Between mutliple .backward()
passes I'd like to set the gradients to zero. Right now I have to do this for every component seperately (here these are x
and t
), is there a way to do this "globally" for all affected variables? (I imagine something like z.set_all_gradients_to_zero()
.)
I know there is optimizer.zero_grad()
if you use an optimizer, but is there also a direct way without using an optimizer?
import torch
x = torch.randn(3, requires_grad = True)
t = torch.randn(3, requires_grad = True)
y = x + t
z = y + y.flip(0)
z.backward(torch.tensor([1., 0., 0.]), retain_graph = True)
print(x.grad)
print(t.grad)
x.grad.data.zero_() # both gradients need to be set to zero
t.grad.data.zero_()
z.backward(torch.tensor([0., 1., 0.]), retain_graph = True)
print(x.grad)
print(t.grad)
You can also use nn.Module.zero_grad()
. In fact, optim.zero_grad()
just calls nn.Module.zero_grad()
on all parameters which were passed to it.

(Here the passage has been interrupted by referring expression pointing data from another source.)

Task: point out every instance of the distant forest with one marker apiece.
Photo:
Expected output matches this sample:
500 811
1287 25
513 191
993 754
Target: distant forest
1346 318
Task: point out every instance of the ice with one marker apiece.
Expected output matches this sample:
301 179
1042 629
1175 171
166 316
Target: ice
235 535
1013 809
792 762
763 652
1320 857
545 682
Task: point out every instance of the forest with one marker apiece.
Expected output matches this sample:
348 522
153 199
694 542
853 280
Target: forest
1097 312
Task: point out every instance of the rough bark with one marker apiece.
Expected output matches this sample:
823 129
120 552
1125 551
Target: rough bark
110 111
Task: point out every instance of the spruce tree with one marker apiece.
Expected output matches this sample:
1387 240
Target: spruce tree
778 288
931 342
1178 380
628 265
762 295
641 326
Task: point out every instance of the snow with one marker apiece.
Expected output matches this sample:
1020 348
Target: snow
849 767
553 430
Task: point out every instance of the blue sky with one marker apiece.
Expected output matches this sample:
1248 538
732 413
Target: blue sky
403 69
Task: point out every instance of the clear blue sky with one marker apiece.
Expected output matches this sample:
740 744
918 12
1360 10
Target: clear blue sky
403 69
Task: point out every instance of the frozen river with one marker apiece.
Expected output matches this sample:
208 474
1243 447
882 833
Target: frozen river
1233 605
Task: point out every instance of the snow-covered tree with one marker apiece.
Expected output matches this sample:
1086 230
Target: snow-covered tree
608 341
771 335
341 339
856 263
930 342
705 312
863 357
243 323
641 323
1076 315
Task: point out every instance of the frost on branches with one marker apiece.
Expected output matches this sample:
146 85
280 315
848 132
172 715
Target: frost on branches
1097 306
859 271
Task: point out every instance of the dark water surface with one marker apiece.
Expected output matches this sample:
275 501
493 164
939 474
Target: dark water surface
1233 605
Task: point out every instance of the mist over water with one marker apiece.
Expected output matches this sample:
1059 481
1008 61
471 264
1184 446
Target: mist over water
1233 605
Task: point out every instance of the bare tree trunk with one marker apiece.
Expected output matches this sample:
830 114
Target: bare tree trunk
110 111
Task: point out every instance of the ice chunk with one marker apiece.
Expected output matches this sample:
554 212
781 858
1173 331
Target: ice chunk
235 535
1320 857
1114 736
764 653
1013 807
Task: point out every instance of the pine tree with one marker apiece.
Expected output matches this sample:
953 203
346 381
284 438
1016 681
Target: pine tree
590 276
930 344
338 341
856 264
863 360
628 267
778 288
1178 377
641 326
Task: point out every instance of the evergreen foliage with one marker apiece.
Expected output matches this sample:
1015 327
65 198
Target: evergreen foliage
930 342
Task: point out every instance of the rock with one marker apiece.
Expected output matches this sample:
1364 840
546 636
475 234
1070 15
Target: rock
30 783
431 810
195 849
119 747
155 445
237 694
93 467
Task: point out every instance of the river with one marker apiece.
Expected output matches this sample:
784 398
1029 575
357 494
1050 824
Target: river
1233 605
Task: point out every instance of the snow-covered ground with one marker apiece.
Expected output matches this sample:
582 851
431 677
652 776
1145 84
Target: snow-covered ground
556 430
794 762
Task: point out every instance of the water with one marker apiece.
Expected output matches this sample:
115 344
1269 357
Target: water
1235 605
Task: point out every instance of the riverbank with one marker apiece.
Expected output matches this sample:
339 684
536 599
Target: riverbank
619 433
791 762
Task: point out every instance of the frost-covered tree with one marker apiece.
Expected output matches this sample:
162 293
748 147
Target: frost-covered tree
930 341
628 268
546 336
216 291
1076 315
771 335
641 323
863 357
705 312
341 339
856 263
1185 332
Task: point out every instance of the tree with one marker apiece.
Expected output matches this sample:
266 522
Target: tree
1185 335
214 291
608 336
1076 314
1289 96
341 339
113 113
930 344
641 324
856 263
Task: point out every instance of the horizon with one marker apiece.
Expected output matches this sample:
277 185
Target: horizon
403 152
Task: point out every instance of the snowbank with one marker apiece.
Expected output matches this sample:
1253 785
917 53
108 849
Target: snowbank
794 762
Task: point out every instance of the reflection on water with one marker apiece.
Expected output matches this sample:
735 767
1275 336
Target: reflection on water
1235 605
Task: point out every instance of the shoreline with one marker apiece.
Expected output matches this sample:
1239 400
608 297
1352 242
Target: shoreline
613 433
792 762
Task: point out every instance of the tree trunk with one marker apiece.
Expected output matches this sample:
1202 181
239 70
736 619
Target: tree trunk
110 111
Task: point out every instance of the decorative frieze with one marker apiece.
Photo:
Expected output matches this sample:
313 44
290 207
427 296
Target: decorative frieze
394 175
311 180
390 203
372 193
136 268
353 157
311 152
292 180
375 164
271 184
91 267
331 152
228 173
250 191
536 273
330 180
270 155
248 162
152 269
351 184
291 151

There is no reasonable way to do it globally. You can collect your variables in a list
grad_vars = [x, t]
for var in grad_vars:
var.grad = None
or create some hacky function based on vars()
. Perhaps it's also possible to inspect the computation graph and zero the gradient of all leaf nodes, but I am not familiar with the graph API. Long story short, you're expected to use the object-oriented interface of torch.nn
instead of manually creating tensor variables.